The album opens with a great prelude track (more of those please, bands) in the form of ‘Fun Gun’, all rolling bass, snarling vocal, trumpeting synthesiser… and you realise halfway through that the cadence of McGregor’s vocal makes it an enlisted starman version of Suede’s ‘Introducing The Band’ from Dog Man Star. ‘Hello Andromeda’ is a brilliant, spacious stadium rock interlude halfway through the album, equal parts Depeche and the sad bit in a sci-fi film when a charming android gets melted. It’s this slamming together of difference reference points while still making something very much Ulterior that’s the band’s strength here. So you’ve The Cure and Soundgarden on the murky ‘Zero Over Two’, while ‘Cool TV’ has the relentless feel of a digital Loop, vocals like a robot having an argument with Brett Anderson after catching the Suede singer hitting on its girlfriend.

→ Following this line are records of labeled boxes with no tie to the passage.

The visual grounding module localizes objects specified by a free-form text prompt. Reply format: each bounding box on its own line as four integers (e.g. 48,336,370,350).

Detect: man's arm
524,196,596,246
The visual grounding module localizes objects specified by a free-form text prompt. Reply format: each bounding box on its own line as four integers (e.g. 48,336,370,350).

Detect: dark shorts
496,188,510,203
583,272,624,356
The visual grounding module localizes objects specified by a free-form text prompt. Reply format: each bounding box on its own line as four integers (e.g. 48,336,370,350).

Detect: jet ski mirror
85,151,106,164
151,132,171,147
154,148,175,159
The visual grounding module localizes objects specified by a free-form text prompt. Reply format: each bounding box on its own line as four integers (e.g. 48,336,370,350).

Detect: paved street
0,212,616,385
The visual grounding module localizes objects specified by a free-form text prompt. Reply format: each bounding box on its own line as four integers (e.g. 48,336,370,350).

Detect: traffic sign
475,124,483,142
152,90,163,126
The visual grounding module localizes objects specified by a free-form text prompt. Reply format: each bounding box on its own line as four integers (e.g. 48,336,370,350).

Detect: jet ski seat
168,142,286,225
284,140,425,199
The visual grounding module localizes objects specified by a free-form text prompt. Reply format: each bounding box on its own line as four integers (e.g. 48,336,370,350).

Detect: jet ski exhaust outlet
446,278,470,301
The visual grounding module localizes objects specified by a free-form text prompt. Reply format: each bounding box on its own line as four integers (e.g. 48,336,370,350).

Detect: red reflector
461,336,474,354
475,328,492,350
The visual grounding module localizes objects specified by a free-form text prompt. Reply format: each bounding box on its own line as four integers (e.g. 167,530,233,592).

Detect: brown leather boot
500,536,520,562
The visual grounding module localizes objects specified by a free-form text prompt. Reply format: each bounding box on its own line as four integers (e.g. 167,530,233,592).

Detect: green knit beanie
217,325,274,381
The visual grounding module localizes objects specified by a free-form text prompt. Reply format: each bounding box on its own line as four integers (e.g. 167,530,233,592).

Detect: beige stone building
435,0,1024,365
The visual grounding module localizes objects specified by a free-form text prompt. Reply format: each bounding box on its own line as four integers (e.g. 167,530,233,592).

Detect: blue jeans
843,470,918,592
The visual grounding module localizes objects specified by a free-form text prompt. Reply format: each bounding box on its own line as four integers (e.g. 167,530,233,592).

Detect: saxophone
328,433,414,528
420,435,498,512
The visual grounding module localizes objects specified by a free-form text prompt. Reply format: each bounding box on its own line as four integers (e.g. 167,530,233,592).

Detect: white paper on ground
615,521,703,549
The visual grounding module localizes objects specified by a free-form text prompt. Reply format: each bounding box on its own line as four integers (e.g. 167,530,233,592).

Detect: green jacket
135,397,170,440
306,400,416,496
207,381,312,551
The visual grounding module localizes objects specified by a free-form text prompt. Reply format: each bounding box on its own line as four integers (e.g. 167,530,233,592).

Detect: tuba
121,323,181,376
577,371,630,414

If Ulterior wore normal shirts and were American, ‘Psychic Chic’ would be appreciated in the same way as The Soft Moon etc. I’d argue this is actually better, thanks to a great, snappy psychobilly vocal and whip-crack drum machine before the Primals chorus and nasty breakdown. ‘Body Hammer’ is an excellent if peculiar mixture of Guns N’ Roses’ ‘You Could Be Mine’ and Alan Vega singing The Cult; ‘Motorin’ evokes a rock & roll Nitzer Ebb; while epic closer ‘The Locus Of Control’ hints at Rammstein, and features a lyric about the "Emperor’s new glory hole". ‘Skydancing’ must have been the track m’colleague John Doran was listening to when he emailed me saying "It’s dead smack-y this album. I mean you couldn’t dance to it, you could only lie on your bare mattress fiddling with yourself on an insane speed comedown to it. Which obviously is no bad thing."

It’ll be intriguing to see what comes of Ulterior. I imagine that, unfortunately, the UK will largely remain indifferent, or sneer. However, who cares if the stinking hovels in Dalston, Manchester or Leamington Spa are aloof when this is exactly the sort of thing that our wiser European neighbours tend to love? – and I for one, am with them. Right, time to get lubed up, stand on the sofa in my best black leather chaps, blast The Bleach Room at 11 on the dial and imagine I’m driving a tank over Toro Y Moi.